Quanto la conoscenza della lingua italiana aiuta in questo senso?«Quando ho iniziato a studiare a New York, al Metropolitan Young Artists Program, pensavo fosse importante cantare sempre a piena voce: sono il tenore! E invece il mio insegnante, Edward Zambara, un basso-cantante greco-americano, mi ha insegnato ad appoggiare il suono, a prestare attenzione alla connessione tra il fiato e il suono, a come usare le consonanti e le vocali. Questo è molto importante nella lingua italiana, che è la lingua perfetta per imparare il vero legato. Tutte le consonanti, soprattutto quando sono raddoppiate, devono essere allungate per non interrompere il suono».Ma veniamo alla Fille du régiment: chi è Tonio?«Tonio è un fratello di Nemorino, vive nelle montagne, è una persona semplice come me, che sono un tenore venuto dall’Iowa… è allegro, felice, ottimista, forse ignora le difficoltà del mondo che lo circonda e neanche immagina quanto sia difficile vivere nel mondo reale, quando deve confrontarsi con gli aristocratici».È più difficile cimentarsi con la sua cavatina, «Ah! mes amis, quel jour de fête!», che nella cabaletta prevede la celeberrima serie di ben nove do di petto, o la grande aria del secondo atto, «Pour me rapprocher de Marie», con la sua vena sentimentale?«Se hai gli acuti e non costituiscono uno scoglio, la prima aria è un pezzo spettacolare, in cui bisogna esibirsi e fare uno show. Ma il vero belcanto arriva nel secondo atto, e la difficoltà risiede nel fatto che hai già cantato la grande aria di bravura, il finale primo e il terzetto, che è molto centrale. Solo allora arriva l’ultima aria, in cui deve venir fuori tutta l’eleganza, la ricerca della bellezza di suono: bisogna accarezzare ogni frase, far capire che è il vero punto di svolta dell’opera. Non solo belcanto, ma anche dolcezza e passione, il grande amore per Marie».

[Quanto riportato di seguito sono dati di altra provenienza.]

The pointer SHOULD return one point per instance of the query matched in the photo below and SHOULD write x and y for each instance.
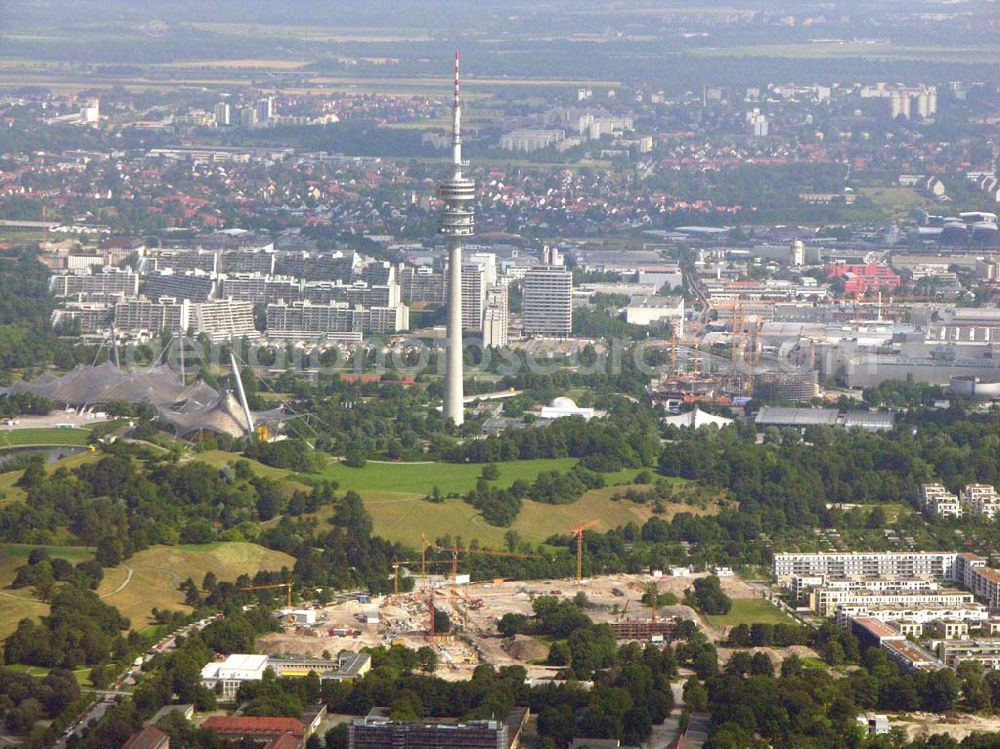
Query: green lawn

C’è un ruolo del repertorio italiano che ancora vorresti interpretare?«“Il pirata” di Vincenzo Bellini, sicuramente. Tutti dicono che quello di Gualtiero sia un ruolo impossibile, io ho già letto una volta la partitura e ho capito che mi interessa veramente. Purtroppo si esegue raramente, forse sarà l’ultimo titolo, il coronamento della mia carriera».Quando canti l’aria con i nove do di petto normalmente piovono le richieste di bis. Quando decidi di concederlo?«Ogni serata è diversa. A volte cambia l’atmosfera, le corde vocali sono uno strumento delicatissimo, basta pochissimo per cambiare tutto. Se riesci a farlo facilmente, con gioia e senza paura, è possibile cantare il bis di “Pour mon âme”, purché si conservi intatta la voce fino alla fine, rispettando la progressione delle difficoltà dell’opera. Quando arrivano le richieste di bis per me è un onore enorme, soprattutto quando canto l’opera in Italia o in Francia, patria di questo repertorio. Se il pubblico lo chiede sento quasi l’obbligo di farlo…».